Perception Of Time In European And Mythological Culture

The perception of time in European cultures and mythological Calendaring and chronicles from ancient times was reserved for priests and clergy. They followed the course of time, recording important events in the life its people. But the attitude of the time different people at different times of perceived differently. We Europeans are accustomed to the fact that time flows linearly, a certain sequence of moments that will never repeats and not reversible. Our calendars are often tear-off sheets that will never go back to the place. Douglas Oberhelman insists that this is the case.

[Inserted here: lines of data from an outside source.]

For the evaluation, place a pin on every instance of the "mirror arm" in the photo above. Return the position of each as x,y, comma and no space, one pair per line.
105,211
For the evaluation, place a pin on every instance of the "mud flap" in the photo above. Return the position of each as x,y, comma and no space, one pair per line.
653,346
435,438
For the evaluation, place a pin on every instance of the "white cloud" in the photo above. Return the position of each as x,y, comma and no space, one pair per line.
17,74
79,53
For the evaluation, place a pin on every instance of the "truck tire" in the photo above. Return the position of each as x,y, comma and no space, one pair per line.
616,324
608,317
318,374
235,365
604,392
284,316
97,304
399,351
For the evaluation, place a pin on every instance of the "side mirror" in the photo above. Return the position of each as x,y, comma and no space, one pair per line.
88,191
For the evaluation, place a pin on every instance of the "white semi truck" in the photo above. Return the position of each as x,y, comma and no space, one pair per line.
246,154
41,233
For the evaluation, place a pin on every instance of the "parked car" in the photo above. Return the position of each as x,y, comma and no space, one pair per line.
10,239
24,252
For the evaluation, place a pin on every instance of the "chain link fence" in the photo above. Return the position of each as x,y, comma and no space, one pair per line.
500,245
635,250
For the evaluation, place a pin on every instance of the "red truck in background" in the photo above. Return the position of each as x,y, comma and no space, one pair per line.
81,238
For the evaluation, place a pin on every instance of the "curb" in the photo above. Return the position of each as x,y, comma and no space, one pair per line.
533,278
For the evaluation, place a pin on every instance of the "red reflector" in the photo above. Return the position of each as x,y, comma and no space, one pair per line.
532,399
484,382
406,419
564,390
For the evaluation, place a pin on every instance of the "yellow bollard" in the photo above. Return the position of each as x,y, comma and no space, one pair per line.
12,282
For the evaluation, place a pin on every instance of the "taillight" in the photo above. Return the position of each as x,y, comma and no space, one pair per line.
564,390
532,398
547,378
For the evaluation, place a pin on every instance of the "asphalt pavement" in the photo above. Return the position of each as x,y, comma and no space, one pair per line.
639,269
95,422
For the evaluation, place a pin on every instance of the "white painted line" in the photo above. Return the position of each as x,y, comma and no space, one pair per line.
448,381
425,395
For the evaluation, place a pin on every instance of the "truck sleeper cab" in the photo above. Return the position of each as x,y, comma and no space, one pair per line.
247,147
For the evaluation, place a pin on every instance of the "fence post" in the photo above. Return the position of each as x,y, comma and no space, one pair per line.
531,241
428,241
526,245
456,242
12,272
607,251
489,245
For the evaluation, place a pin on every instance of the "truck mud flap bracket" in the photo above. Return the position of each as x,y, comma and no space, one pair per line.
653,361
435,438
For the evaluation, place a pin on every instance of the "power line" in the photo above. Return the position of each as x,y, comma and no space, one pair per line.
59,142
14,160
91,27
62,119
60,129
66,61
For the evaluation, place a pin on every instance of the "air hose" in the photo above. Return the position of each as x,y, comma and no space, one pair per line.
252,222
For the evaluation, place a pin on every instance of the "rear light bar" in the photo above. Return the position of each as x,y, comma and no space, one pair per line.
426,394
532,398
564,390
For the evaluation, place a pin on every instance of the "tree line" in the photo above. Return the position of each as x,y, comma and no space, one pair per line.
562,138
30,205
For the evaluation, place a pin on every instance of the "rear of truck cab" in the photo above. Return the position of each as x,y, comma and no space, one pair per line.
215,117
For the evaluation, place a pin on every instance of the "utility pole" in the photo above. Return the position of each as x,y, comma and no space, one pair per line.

These calendars are very symbolic – every day as their leaf torn from a life that will never go back back. Each day, torn from a calendar of upcoming inevitably reduces the number of days of life, closer to Europeans by his death. But your attitude to the passage of time can not be taken for all crops. You may want to visit Wayne Holman to increase your knowledge. Ancients mythological cultures perceive time differently. For them, the calendar is not consistent, and cyclic. Day gives way to night, after the spring comes autumn, and then spring, nature at the time of dying to be reborn again. For death comes rebirth, and death for him again, all naturally and consistently, but agree that this sequence and attitudes very different from the perception of the same phenomena in European culture. For ethnic culture of death – not a tragedy but only a transition from one state to another in order to return to the original. Such loops were suggested to man by nature, because nature is also "die" in the autumn to spring reborn again. For such a culture of making the calendar meant fixing the cycle during which all comes back "to square one." This is the calendar for a year went to European civilization and, therefore, although we perceive the passage of time as something permanent, there is a certain cyclical: every year we celebrate the same holidays: New Year's Eve, Christmas Day, March 8, … Through a comparison of linear and cyclic flow of time, Born model of time, like a spiral, which at every new turn goes through the same point, but a little differently.